A grave crise de segurança que atinge as cidades brasileiras é, cada vez mais, um desafio para os educadores. “A situação piorou na sociedade em geral, com ações de gangues, grupos armados e disputas entre traficantes que afetam diretamente a escola”, diz a socióloga Miriam Abramovay, de Brasília. No ano passado, os atentados cometidos em São Paulo pela facção criminosa Primeiro Comando da Capital (PCC) revelaram um novo estágio da degradação urbana e também a fragilidade da população diante das ameaças e da desin­formação – as ruas ficaram desertas por causa dos ônibus incendiados, dos prédios danifi­cados, das dezenas de mortos, entre policiais e suspeitos, e também graças a uma boataria pesada.

Os acontecimentos levaram parte da população a acordar para um fenômeno já grave há muitos anos, que atinge, com especial perversidade, as crianças e os jovens. Segundo pesquisa do Instituto Cidadania e da Fundação Perseu Abramo, a violência é o tema que mais preocupa os brasileiros entre 15 e 24 anos (55% do total), à frente de emprego (52%) e Educação (17%). A pouca importância relativa dada à própria formação evidencia o descompasso entre o ensino e o “mundo lá fora”.
Segundo Ana Paula Corti, pesquisadora da Ação Educativa, de São Paulo, a questão está muito presente no horizonte das gerações mais novas, porém as escolas não a incorporaram como fonte de intervenção pedagógica. O desconforto em relação ao assunto é fácil de entender. Trazer os temas do medo e da agressividade para a sala de aula não parece combinar com o papel construtivo e pacificador que o universo escolar, com razão, costuma chamar para si. Entretanto, algumas expe­riências, descritas nas próximas páginas, indicam que vale a pena abandonar essa suposta neutralidade e encarar uma realidade que, de um modo ou de outro, interfere diretamente na vida de todos nós.

Cidade Ocidental, na região metropolitana de Brasília, aumentou sua população em dez vezes nos últimos 15 anos – de 4 mil para 40 mil habitantes. “Os serviços públicos são deficientes e raramente alguma autoridade nos visita”, diz André Brito, professor de Inglês e História da E.M. Engenheiro Edson André de Aguiar. A violência já atingiu níveis assustadores, com um número crescente de assaltos e homicídios, e André encontrou um meio de engajar seus alunos no aprendizado, incen­tivando-os a buscar conteúdos e informações que os levem a refletir sobre a própria realidade.

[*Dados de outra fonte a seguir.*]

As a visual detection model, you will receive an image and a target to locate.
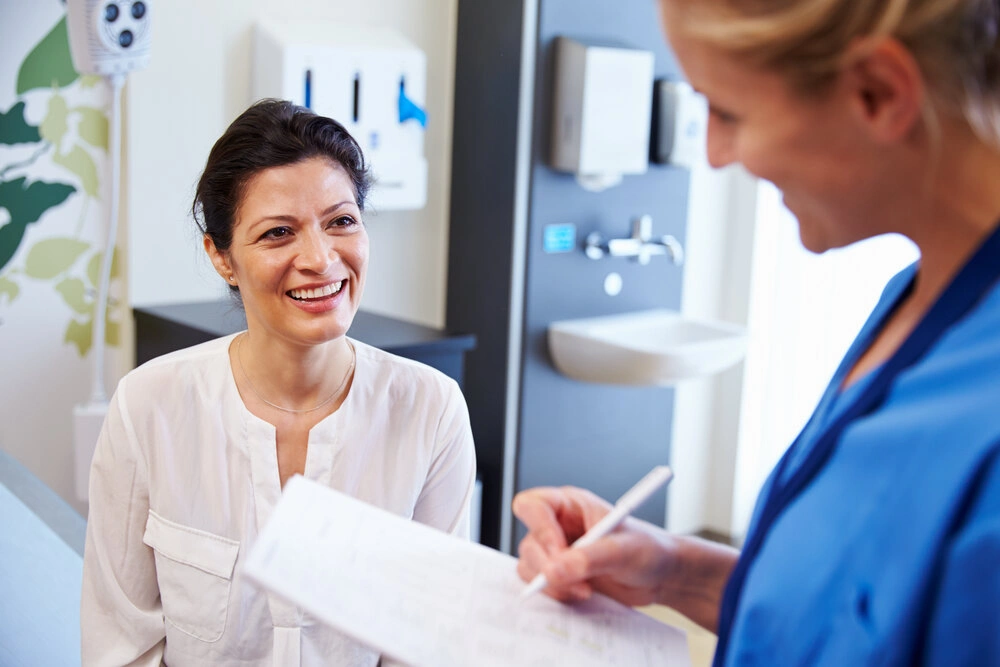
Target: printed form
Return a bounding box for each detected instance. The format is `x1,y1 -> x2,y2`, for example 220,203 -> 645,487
243,476 -> 692,667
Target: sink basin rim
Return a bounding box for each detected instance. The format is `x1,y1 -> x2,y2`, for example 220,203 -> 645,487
547,308 -> 748,386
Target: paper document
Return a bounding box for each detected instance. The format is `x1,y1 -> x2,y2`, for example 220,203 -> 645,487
243,476 -> 691,667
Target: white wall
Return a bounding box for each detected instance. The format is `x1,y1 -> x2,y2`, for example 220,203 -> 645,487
126,0 -> 458,328
667,164 -> 758,537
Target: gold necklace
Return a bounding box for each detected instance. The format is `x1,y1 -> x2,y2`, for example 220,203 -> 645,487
236,333 -> 355,414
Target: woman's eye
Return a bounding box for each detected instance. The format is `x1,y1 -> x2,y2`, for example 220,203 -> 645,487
261,226 -> 292,240
329,216 -> 358,229
710,106 -> 738,124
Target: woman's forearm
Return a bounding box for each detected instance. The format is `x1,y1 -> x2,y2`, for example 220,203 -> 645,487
655,534 -> 739,633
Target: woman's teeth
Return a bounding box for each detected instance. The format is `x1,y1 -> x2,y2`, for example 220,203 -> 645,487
289,281 -> 343,300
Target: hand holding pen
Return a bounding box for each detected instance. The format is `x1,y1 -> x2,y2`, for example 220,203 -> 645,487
513,466 -> 675,602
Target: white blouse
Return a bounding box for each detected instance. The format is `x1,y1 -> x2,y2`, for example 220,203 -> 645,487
81,334 -> 477,666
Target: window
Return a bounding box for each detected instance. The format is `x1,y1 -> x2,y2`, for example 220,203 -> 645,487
731,181 -> 919,536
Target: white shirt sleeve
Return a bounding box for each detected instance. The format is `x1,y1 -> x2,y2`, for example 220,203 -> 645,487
81,380 -> 166,666
411,378 -> 477,538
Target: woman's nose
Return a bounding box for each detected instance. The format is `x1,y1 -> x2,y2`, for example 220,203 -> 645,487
296,228 -> 336,273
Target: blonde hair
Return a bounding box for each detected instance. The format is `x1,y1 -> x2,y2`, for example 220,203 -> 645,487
679,0 -> 1000,148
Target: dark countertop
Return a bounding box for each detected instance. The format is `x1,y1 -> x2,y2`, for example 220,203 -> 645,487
133,300 -> 477,358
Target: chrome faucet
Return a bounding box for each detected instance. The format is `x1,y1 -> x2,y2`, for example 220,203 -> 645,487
584,215 -> 684,266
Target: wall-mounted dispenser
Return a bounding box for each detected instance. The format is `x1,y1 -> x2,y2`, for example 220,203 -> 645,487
549,36 -> 654,192
651,80 -> 708,170
253,22 -> 428,210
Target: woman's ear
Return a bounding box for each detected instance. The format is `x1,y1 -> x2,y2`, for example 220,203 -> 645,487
203,235 -> 236,285
842,37 -> 926,144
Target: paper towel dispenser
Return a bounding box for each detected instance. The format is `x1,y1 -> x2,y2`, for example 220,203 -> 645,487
651,79 -> 708,170
549,36 -> 654,192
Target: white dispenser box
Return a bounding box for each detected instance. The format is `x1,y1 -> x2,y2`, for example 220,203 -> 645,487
254,21 -> 428,210
651,80 -> 708,170
549,36 -> 654,191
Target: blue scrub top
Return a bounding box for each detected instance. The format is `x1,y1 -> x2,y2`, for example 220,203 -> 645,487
725,265 -> 1000,666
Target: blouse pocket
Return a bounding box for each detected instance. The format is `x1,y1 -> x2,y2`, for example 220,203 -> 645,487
142,510 -> 240,642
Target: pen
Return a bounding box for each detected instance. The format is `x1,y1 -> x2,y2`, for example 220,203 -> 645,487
520,465 -> 674,599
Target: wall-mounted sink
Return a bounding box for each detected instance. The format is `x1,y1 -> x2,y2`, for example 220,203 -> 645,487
548,309 -> 747,386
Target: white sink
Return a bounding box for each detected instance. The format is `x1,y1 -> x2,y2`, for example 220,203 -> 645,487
548,309 -> 747,386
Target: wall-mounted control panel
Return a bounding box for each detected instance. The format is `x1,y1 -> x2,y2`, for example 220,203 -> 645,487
253,21 -> 429,211
67,0 -> 152,75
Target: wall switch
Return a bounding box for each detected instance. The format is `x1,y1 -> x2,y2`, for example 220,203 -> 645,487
543,223 -> 577,253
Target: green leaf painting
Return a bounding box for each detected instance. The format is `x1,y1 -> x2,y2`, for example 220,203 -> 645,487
0,178 -> 77,274
0,102 -> 42,145
2,10 -> 120,359
76,107 -> 109,150
16,17 -> 79,94
53,145 -> 99,197
64,310 -> 120,356
64,318 -> 92,356
24,237 -> 90,279
39,94 -> 69,146
86,248 -> 121,287
55,277 -> 91,314
0,276 -> 19,304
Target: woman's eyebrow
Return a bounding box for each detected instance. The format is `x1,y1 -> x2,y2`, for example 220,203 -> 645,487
249,201 -> 359,227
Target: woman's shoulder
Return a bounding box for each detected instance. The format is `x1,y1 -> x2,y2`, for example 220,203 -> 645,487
350,338 -> 461,397
119,334 -> 237,395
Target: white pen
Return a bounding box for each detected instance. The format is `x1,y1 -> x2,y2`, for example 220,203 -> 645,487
520,465 -> 674,599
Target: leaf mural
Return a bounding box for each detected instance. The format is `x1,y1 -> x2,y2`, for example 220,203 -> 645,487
39,94 -> 69,146
55,277 -> 91,314
16,17 -> 79,95
75,107 -> 109,150
64,310 -> 120,357
0,102 -> 42,145
53,145 -> 99,197
0,178 -> 77,274
105,318 -> 120,346
86,247 -> 121,286
64,317 -> 92,356
24,237 -> 90,279
0,276 -> 19,304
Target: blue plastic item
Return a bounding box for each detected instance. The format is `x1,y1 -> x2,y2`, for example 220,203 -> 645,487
398,80 -> 427,128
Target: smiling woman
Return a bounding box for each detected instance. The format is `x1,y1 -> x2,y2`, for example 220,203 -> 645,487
80,100 -> 477,666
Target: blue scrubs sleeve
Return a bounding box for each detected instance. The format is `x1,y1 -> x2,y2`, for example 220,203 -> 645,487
924,445 -> 1000,666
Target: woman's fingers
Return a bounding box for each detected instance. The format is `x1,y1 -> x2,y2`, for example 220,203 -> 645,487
512,487 -> 574,553
514,485 -> 630,601
516,534 -> 549,581
543,520 -> 673,606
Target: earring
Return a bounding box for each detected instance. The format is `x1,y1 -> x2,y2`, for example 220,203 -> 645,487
229,275 -> 236,283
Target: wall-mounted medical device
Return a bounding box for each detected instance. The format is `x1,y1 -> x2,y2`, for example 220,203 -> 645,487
549,36 -> 654,192
254,22 -> 429,211
67,0 -> 151,76
651,79 -> 708,170
66,0 -> 152,501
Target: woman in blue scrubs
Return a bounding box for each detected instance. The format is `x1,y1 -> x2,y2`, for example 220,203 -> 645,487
514,1 -> 1000,664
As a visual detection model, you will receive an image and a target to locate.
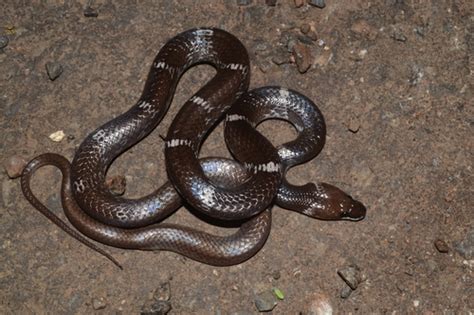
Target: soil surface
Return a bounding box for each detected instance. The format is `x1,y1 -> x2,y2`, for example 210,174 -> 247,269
1,1 -> 472,314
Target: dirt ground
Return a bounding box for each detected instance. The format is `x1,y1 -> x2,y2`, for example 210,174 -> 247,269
1,0 -> 472,314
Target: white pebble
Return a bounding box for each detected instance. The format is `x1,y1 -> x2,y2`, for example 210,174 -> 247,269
49,130 -> 65,142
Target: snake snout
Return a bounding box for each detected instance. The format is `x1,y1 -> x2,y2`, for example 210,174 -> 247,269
340,197 -> 366,221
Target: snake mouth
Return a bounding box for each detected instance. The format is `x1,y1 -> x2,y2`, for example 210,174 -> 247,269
341,199 -> 367,221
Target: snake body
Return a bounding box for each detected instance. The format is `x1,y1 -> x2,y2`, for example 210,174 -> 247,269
21,28 -> 366,266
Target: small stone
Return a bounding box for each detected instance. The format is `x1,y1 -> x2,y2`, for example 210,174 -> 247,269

Dançarino de break e entusiasta da cultura hip-hop, ele põe em pauta assuntos de interesse dos adolescentes de 7.º a 9.º ano. Os temas vão desde as raízes históricas do racismo até a relação dos rappers americanos com a violência urbana, estudada pela letra de suas canções. A atividade curricular está vinculada ao projeto Casa do Hip-Hop. Dali partem grupos de alunos empunhando latas de spray para grafitar vários pontos da cidade, com a devida anuência da administração municipal. Um dos desenhos mostra um garoto largando uma arma para pegar um lápis.

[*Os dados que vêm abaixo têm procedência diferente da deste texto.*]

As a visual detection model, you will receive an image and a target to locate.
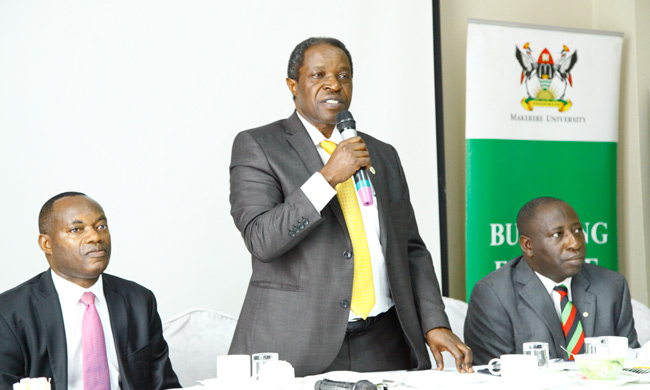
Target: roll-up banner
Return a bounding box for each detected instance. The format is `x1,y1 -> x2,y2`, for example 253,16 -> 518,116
465,19 -> 624,299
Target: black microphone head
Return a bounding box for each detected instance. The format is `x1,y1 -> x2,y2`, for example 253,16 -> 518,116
336,110 -> 355,132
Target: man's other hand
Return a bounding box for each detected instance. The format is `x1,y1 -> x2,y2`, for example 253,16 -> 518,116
425,327 -> 474,373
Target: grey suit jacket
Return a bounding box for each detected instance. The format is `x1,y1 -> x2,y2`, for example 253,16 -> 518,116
0,270 -> 180,390
228,112 -> 449,376
464,255 -> 639,365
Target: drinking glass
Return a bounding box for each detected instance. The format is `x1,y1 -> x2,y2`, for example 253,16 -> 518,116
584,336 -> 628,358
523,341 -> 550,370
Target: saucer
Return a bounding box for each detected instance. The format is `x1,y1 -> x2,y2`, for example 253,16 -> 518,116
575,371 -> 639,386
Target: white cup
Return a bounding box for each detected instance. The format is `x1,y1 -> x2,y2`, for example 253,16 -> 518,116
523,342 -> 550,370
584,336 -> 628,358
216,354 -> 251,380
488,354 -> 538,381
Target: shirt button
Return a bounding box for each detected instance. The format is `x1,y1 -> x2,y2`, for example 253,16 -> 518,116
343,250 -> 352,259
340,300 -> 350,308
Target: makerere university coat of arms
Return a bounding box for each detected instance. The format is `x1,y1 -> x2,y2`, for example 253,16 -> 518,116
516,42 -> 577,111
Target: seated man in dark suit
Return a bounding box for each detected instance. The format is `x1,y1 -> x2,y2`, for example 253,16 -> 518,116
0,192 -> 180,390
464,196 -> 639,365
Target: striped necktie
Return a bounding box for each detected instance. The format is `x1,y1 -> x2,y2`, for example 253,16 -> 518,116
553,284 -> 584,360
320,140 -> 375,319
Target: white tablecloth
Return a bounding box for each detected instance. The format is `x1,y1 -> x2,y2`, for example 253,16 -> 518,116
176,364 -> 650,390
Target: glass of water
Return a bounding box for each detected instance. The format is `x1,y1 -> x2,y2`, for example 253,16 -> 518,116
523,342 -> 550,370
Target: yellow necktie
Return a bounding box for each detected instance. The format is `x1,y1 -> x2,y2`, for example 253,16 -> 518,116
320,140 -> 375,319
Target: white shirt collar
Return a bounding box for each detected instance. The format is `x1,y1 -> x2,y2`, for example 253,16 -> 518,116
50,269 -> 105,306
535,271 -> 573,299
296,111 -> 342,146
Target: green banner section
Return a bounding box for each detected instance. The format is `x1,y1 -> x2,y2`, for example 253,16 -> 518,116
466,139 -> 617,299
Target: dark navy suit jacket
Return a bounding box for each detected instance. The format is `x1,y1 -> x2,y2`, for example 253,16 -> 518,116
0,270 -> 180,390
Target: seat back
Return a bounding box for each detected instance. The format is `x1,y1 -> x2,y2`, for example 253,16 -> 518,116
426,297 -> 468,369
442,296 -> 469,342
162,309 -> 238,387
632,298 -> 650,346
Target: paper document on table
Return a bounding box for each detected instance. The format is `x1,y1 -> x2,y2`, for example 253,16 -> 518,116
186,377 -> 308,389
549,359 -> 578,371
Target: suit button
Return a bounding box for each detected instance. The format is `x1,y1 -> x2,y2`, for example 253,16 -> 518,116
340,300 -> 350,308
289,230 -> 296,238
302,218 -> 309,226
343,250 -> 352,259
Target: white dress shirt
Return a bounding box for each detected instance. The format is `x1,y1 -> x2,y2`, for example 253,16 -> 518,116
297,112 -> 394,320
535,271 -> 574,320
50,271 -> 120,390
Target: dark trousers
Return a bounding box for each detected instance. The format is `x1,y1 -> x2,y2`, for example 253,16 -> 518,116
324,306 -> 413,372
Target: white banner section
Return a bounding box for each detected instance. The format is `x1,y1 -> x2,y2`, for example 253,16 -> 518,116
466,19 -> 623,142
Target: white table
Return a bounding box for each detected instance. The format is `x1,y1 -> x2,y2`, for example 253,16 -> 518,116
178,365 -> 650,389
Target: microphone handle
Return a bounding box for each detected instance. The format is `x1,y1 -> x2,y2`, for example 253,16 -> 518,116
339,128 -> 374,206
354,169 -> 373,206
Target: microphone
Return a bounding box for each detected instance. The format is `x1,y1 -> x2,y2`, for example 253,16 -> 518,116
314,379 -> 377,390
335,110 -> 373,206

André conta que muitos dos estudantes têm parentes (em alguns casos até os pais) na prisão. “São os mais receptivos aos assuntos que trago para a sala de aula”. Nas atividades do 8.º ano sobre história da África, os negros e mestiços podem perceber sua inserção (e não-exclusão) nos grandes processos sociais que movem o mundo. Entendem também que a violência e a discriminação têm raízes antigas, fincadas na escravidão.

Segundo especialistas, um dos fatores que atraem jovens de baixa renda para o crime é a possibilidade de superar a invisibilidade social a que habitualmente estão sujeitos. A autodescoberta dos alunos de André passa por essa questão. Aos pais que viam com desconfiança o entusiasmo dos filhos pelo rap, o professor explicou a importância da música para o aprendizado e a reflexão. “Infelizmente, os símbolos da juventude são malvistos nas escolas”, diz Miriam Abramovay. “A família só é chamada para ouvir sobre o boné do filho”. Além disso, quando se fala em violência e Educação, é difícil escapar da constatação de que o ensino no Brasil conserva hábitos autoritários.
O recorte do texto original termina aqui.